Astana is off to its best start in years just as troubles behind the scenes could endanger its future.
Team manager Alexander Vinokourov raised the alarm bells overnight, telling a Kazakh media outlet that the team’s financial situation is “critical” and that it’s tapping into private funds to keep on the lights.
“We’re going to races with our own savings, and riders haven’t received their salaries,” Vinokourov told Vesti.kz. “The situation is critical … all this could lead to the closure of the team after 13 years.”
It was unclear if existing sponsors have yet to pay their obligations or if new sponsors failed to materialize. UCI rules require teams to have sufficient bank holdings to carry over expenses and salaries for several months in case a sponsor balks.
Astana officials posted this message Saturday on their official website: “The team is aware of the temporary problems, which results in some delay of payments from the team’s main sponsor. We are hoping for a solution in the near future, so the team can continue in the way it started this 2018 season. We are calm, confident, and continue to work towards our goals.”
Riders, meanwhile, are keeping their noses rubber down as the drama plays out with sponsors.
Astana delivered a big classics victory Saturday with Michael Valgren winning Omloop Het Nieuwsblad after attacking late out of the day’s winning move.
“We had an e-mail yesterday. We don’t know much about it,” Valgren said. “I am focused on my racing. The riders got their salaries. I am not worried about if the team will continue. I am sure it will.”
Riders competing in Abu Dhabi confirmed to reporters there that they have been receiving their salaries.

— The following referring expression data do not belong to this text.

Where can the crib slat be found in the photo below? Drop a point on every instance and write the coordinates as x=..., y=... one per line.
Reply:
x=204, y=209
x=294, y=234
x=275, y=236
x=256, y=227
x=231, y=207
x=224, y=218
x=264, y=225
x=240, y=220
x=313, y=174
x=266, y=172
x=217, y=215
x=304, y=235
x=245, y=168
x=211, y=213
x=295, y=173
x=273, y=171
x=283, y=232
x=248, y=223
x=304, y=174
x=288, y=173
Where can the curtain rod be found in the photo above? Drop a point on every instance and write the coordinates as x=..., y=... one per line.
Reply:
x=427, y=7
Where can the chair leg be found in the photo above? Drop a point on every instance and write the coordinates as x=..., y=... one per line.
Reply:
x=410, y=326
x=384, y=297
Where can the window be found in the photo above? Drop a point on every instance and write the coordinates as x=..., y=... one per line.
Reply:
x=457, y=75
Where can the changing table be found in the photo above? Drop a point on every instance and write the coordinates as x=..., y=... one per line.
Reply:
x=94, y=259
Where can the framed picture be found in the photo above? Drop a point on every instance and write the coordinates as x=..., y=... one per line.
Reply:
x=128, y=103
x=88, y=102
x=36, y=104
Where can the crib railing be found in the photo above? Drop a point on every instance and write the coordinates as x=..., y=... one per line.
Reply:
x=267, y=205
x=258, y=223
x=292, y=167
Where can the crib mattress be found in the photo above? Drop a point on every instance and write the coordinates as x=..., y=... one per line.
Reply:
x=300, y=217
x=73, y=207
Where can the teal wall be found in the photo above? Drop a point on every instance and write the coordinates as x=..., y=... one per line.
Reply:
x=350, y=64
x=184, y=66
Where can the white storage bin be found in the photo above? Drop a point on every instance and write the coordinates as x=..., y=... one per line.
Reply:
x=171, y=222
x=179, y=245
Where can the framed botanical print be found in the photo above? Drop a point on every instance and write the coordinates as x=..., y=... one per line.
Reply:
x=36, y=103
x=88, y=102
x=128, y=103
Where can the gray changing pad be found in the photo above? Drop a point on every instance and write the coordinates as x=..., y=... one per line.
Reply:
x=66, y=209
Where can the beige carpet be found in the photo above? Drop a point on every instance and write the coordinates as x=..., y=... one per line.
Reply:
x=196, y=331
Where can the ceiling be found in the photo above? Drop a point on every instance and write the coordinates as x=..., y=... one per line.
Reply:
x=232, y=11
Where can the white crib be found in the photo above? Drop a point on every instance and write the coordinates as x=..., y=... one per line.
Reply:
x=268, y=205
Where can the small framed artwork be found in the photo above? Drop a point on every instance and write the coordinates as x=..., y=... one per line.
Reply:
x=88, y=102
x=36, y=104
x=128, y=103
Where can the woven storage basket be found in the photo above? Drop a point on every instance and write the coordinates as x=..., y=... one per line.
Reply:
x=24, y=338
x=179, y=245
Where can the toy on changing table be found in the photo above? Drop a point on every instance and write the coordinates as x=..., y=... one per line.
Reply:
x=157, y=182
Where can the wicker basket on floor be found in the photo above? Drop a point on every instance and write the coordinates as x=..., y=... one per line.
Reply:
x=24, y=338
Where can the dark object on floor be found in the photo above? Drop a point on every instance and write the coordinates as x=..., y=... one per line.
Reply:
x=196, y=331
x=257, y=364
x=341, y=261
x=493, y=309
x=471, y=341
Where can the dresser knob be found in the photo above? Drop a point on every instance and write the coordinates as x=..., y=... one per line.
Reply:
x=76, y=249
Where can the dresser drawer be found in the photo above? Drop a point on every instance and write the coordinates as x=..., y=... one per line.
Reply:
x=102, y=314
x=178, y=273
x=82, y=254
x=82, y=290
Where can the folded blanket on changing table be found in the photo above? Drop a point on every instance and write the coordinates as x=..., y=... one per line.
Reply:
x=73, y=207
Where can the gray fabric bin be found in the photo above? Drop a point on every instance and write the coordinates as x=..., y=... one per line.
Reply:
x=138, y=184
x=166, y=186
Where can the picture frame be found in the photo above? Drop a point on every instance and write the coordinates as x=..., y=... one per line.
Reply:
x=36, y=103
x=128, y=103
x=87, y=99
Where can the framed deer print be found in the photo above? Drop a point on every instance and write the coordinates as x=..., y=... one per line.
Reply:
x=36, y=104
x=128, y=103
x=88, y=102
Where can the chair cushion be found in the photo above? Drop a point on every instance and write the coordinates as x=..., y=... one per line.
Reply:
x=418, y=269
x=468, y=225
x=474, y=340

Astana has been one of the peloton’s best-funded and controversial teams since it was created in the wake of the Operación Puerto scandal in 2006. Then-sponsors Liberty Seguros and Würth both jettisoned following the salacious Puerto scandal, only to have Astana step in mid-season to save the team. Vinokourov then went on to win the 2006 Vuelta a España only to later serve a blood-doping ban in 2007. Vinokourov later returned, won an Olympic medal, retired and took over management of the team in 2012.
The team’s tumult continued as Alberto Contador and Lance Armstrong fought for leadership during the 2009 season. Vinokourov’s return to the team in 2010 as an active rider saw former manager Johan Bruyneel leave. After taking over management in 2012, Vinokourov dodged a few landmines and landed GC victories at the Giro d’Italia in 2013 and Tour de France in 2014 during the Vincenzo Nibali era.
Astana has one of the larger budgets in the peloton, with Team Sky at the top of the list.
This year, following the exit of Fabio Aru, the team is hitting its stride early. Jakob Fuglsang said Aru’s exit is giving more riders opportunities as the team broadens its focus beyond the grand tours. That was confirmed by the surprising performance of Astana on Saturday.
So far this season, the team has earned 23 podium spots with eight different riders. Six of those are wins, including the Vuelta a Murcia, Trofeo Laigueglia, two stages and the overall at the Tour of Oman, and Omloop to open the Belgian calendar Saturday.
As Vinokourov works behind the scenes to square the accounts, the team is racing across three events this weekend, in France, Abu Dhabi and Belgium, where Astana had three riders in the winning move Saturday at Omloop.
Valgren said the nervousness that Vinokourov alluded to has yet to affect results.
“Success makes more success,” Valgren said of the team’s hot start to 2018. “When you are going on a good way, you keep thinking positive, it’s easier. We cannot complain how this season has started for us.”